ALERT: Eighth Circuit Court of Appeals Rejects “Reasonably Foreseeable” Standard for Extent of Notice to CreditorsPrint PDFShare
The Eight Circuit Court of Appeals recently weighed in on the extent to which a debtor must search for “known” creditors in order to provide sufficient notice of its bankruptcy and satisfy due process. In Dahlin v. Lyondell Chemical Co., ___ F.3d ___ (8th Cir. Jan. 26, 2018), the Eighth Circuit determined that a “known” creditor is one that is reasonably ascertainable, and a debtor need not perform more than one reasonably diligent search to unveil the identity of “known” creditors.
As a general proposition, in order for a debtor to receive a discharge of its debts in bankruptcy, the debtor must provide notice to creditors of the bankruptcy case and the deadline for creditors to assert a claim against the debtor. “Known” creditors must be provided with actual notice, while “unknown” creditors may receive notice by publication. Known creditors are those who are either known to the debtor or whose identity is “reasonable ascertainable” through “reasonably diligent efforts.”
In Dahlin, Cheri Dahlin sued Lyondell Chemical Company for wrongful death alleging that her husband’s acute myeloid leukemia was caused by his exposure to benzene at the debtor’s facility. Dahlin’s husband had worked for two companies as a commercial truck driver between 1990 and 1995 at a facility in Clinton, Iowa, during which time he was exposed to benzene. The debtor took over the Clinton facility in 1997 and subsequently filed for Chapter 11 bankruptcy in 2009. The bankruptcy court confirmed a reorganization plan in 2010. Dahlin’s husband was diagnosed in 2012 and passed away shortly thereafter. Dahlin brought her lawsuit after confirmation of the debtor’s reorganization plan.

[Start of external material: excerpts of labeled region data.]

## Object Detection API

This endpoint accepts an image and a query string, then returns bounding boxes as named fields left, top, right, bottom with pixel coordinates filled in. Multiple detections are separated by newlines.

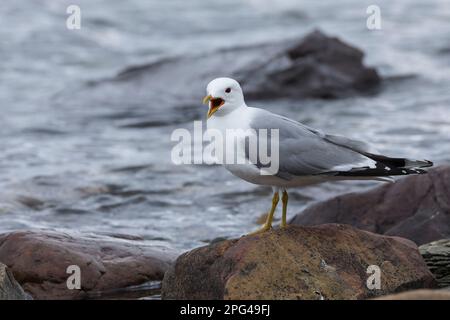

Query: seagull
left=203, top=78, right=433, bottom=234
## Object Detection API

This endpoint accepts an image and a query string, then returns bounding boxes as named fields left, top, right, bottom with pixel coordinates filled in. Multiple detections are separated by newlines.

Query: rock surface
left=162, top=224, right=436, bottom=299
left=0, top=263, right=31, bottom=300
left=376, top=289, right=450, bottom=300
left=0, top=231, right=176, bottom=299
left=291, top=166, right=450, bottom=245
left=62, top=31, right=380, bottom=128
left=237, top=31, right=380, bottom=98
left=419, top=239, right=450, bottom=287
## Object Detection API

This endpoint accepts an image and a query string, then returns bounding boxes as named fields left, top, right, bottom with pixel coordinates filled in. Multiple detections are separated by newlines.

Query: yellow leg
left=249, top=191, right=280, bottom=235
left=281, top=190, right=289, bottom=228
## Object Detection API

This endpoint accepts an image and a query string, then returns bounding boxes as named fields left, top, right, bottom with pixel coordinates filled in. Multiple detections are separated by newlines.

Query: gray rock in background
left=0, top=263, right=31, bottom=300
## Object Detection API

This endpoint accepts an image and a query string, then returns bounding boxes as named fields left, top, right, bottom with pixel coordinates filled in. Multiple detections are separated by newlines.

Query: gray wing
left=250, top=109, right=375, bottom=179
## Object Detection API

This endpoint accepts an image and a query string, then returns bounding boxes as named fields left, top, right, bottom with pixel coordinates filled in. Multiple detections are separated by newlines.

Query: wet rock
left=0, top=231, right=176, bottom=299
left=61, top=31, right=380, bottom=129
left=0, top=263, right=31, bottom=300
left=376, top=289, right=450, bottom=300
left=162, top=224, right=435, bottom=299
left=419, top=239, right=450, bottom=287
left=291, top=166, right=450, bottom=245
left=238, top=31, right=380, bottom=98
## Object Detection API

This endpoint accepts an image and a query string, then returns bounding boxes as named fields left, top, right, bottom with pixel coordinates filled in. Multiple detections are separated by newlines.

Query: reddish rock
left=419, top=239, right=450, bottom=288
left=0, top=231, right=176, bottom=299
left=291, top=166, right=450, bottom=245
left=162, top=224, right=436, bottom=299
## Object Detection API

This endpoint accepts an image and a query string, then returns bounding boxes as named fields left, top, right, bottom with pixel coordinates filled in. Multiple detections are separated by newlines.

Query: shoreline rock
left=162, top=224, right=436, bottom=300
left=0, top=230, right=176, bottom=299
left=290, top=166, right=450, bottom=245
left=0, top=263, right=31, bottom=300
left=375, top=289, right=450, bottom=300
left=236, top=30, right=381, bottom=99
left=62, top=31, right=381, bottom=128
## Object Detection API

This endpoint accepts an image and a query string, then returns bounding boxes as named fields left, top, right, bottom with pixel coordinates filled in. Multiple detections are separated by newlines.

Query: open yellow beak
left=203, top=94, right=225, bottom=119
left=202, top=94, right=212, bottom=104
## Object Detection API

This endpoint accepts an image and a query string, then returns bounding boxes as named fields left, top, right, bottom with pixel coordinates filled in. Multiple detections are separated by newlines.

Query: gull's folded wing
left=246, top=108, right=432, bottom=179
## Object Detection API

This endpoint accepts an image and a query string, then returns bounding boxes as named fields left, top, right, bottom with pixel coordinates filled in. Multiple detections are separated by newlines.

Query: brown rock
left=419, top=239, right=450, bottom=287
left=0, top=231, right=176, bottom=299
left=376, top=289, right=450, bottom=300
left=0, top=263, right=31, bottom=300
left=291, top=166, right=450, bottom=245
left=162, top=224, right=435, bottom=299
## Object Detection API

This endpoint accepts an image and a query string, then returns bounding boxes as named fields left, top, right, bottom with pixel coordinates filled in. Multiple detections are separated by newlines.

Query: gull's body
left=205, top=78, right=432, bottom=231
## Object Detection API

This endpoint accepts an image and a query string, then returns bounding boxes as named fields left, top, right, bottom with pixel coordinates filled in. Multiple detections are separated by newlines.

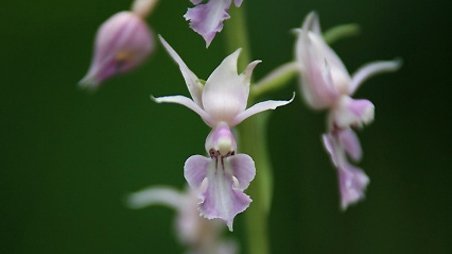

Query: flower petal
left=151, top=95, right=214, bottom=126
left=338, top=128, right=363, bottom=161
left=200, top=159, right=251, bottom=231
left=184, top=0, right=231, bottom=47
left=80, top=11, right=154, bottom=89
left=296, top=13, right=350, bottom=109
left=338, top=164, right=369, bottom=210
left=231, top=93, right=295, bottom=126
left=159, top=35, right=203, bottom=107
left=184, top=155, right=212, bottom=189
left=202, top=49, right=252, bottom=124
left=127, top=187, right=185, bottom=209
left=322, top=132, right=369, bottom=210
left=349, top=60, right=402, bottom=95
left=230, top=154, right=256, bottom=191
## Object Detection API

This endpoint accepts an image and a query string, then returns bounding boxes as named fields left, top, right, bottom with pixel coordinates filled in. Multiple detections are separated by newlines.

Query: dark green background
left=0, top=0, right=452, bottom=254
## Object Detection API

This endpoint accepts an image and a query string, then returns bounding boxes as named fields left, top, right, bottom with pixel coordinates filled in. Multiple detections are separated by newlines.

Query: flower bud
left=80, top=11, right=154, bottom=89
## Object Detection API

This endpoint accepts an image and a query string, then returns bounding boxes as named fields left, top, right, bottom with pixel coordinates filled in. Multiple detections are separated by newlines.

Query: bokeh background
left=0, top=0, right=452, bottom=254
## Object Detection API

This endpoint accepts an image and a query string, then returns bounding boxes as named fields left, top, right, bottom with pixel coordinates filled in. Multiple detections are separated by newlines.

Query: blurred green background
left=0, top=0, right=452, bottom=254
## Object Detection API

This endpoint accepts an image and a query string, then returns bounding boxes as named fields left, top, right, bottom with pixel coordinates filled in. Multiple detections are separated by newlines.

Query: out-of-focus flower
left=154, top=37, right=293, bottom=128
left=184, top=0, right=243, bottom=47
left=184, top=123, right=256, bottom=231
left=128, top=187, right=237, bottom=254
left=80, top=11, right=154, bottom=89
left=296, top=12, right=400, bottom=209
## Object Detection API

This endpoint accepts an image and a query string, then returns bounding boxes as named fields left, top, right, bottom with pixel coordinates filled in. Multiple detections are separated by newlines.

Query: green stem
left=251, top=62, right=299, bottom=98
left=225, top=5, right=272, bottom=254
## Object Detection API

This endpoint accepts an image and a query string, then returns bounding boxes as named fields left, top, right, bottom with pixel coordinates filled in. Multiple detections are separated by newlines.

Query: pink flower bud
left=80, top=11, right=154, bottom=89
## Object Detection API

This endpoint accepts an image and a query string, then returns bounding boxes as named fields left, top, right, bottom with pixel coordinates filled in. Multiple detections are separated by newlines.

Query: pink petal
left=184, top=0, right=231, bottom=47
left=151, top=95, right=215, bottom=126
left=159, top=35, right=203, bottom=107
left=296, top=13, right=350, bottom=109
left=349, top=60, right=402, bottom=95
left=231, top=93, right=295, bottom=126
left=331, top=96, right=375, bottom=128
left=227, top=154, right=256, bottom=191
left=200, top=161, right=251, bottom=231
left=80, top=11, right=154, bottom=89
left=184, top=155, right=212, bottom=189
left=184, top=154, right=255, bottom=231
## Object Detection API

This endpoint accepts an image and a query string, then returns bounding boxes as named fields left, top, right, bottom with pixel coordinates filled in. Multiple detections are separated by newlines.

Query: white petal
left=296, top=13, right=350, bottom=109
left=151, top=95, right=214, bottom=127
left=231, top=93, right=295, bottom=126
left=202, top=49, right=251, bottom=123
left=127, top=187, right=184, bottom=209
left=349, top=60, right=402, bottom=95
left=159, top=35, right=203, bottom=106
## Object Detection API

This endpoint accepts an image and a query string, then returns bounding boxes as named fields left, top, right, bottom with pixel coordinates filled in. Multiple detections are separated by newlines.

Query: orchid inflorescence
left=80, top=0, right=400, bottom=253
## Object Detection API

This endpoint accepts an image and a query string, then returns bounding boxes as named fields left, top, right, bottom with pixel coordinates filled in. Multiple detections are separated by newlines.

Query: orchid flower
left=154, top=37, right=293, bottom=231
left=184, top=0, right=243, bottom=47
left=128, top=186, right=237, bottom=254
left=80, top=8, right=154, bottom=89
left=184, top=123, right=256, bottom=231
left=296, top=12, right=400, bottom=210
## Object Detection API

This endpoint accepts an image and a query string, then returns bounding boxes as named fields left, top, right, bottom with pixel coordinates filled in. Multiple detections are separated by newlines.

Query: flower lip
left=205, top=122, right=237, bottom=157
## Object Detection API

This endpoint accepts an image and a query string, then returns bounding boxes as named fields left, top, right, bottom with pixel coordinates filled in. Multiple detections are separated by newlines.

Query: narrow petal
left=202, top=49, right=251, bottom=123
left=151, top=95, right=214, bottom=126
left=184, top=155, right=212, bottom=189
left=184, top=0, right=231, bottom=47
left=349, top=60, right=402, bottom=95
left=231, top=93, right=295, bottom=126
left=338, top=128, right=363, bottom=161
left=303, top=11, right=322, bottom=36
left=80, top=11, right=154, bottom=89
left=338, top=164, right=369, bottom=210
left=230, top=154, right=256, bottom=191
left=159, top=35, right=203, bottom=107
left=241, top=60, right=262, bottom=86
left=127, top=187, right=184, bottom=209
left=200, top=160, right=251, bottom=231
left=331, top=96, right=375, bottom=128
left=296, top=13, right=350, bottom=109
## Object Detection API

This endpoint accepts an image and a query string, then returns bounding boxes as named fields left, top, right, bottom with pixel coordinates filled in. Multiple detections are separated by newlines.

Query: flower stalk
left=225, top=6, right=273, bottom=254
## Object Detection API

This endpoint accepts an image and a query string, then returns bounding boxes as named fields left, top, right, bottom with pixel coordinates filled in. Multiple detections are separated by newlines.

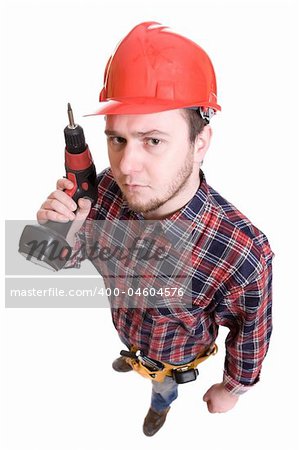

Lyondell moved for summary judgment arguing that Dahlin’s pre-confirmation claim was discharged in bankruptcy. The district court denied the motion, holding that while the claim arose pre-confirmation, the discharge was not binding on Dahlin because she had received inadequate notice of the bankruptcy. Although defendants complied with Fed. R. Bankr. P. 1005 and 2002(n) by listing the names used within the eight years before filing the bankruptcy petition, the notice failed to list the names of the three companies that were the owners of the Clinton facility when Dahlin’s husband worked there. The district court reasoned that, despite compliance with the bankruptcy rules, the publication notice was insufficient to satisfy due process because defendants should have known of their potential liability for future benzene claims. Using this “foreseeability” test, the district court concluded that the defendants should have listed the names of those three previous owner companies. Dahlin later won her jury trial and was awarded damages.
The Eighth vacated the judgment and remanded the case, rejecting the district court’s use of the “reasonably foreseeable” standard. There had been no dispute that Dahlin’s cause of action constituted a claim that arose pre-confirmation and that defendants had conducted a reasonably diligent search for creditors. This search produced over one million reasonably ascertainable creditors; Dahlin’s husband was not one of those identified. The Eighth Circuit stated that applying the district court’s rule would require defendants “to conduct another search beyond a reasonably diligent search for known creditors” and noted that a debtor “need not undertake impracticable and extended searches . . . in the name of due process.” In rejecting the foreseeability test, the Eighth Circuit agreed with the Third Circuit in Chemetron Corp. v. Jones, 72 F.2d 341 (3d Cir. 1995) that “[d]ebtors cannot be required to provide actual notice to anyone who potentially could have been affected by their actions” and that only those creditors whose identities are known or reasonably ascertainable are entitled to more than notice by publication.
The Eighth Circuit’s holding provides some clarity regarding the extent to which a debtor must attempt to identify potential creditors. While the bankruptcy rules may not always be co-extensive with due process requirements, a debtor that conducts a reasonably diligent search for “known” creditors and provides detailed publication notice to “unknown” creditors, in accordance with the bankruptcy rules, may have a strong argument that due process has been satisfied.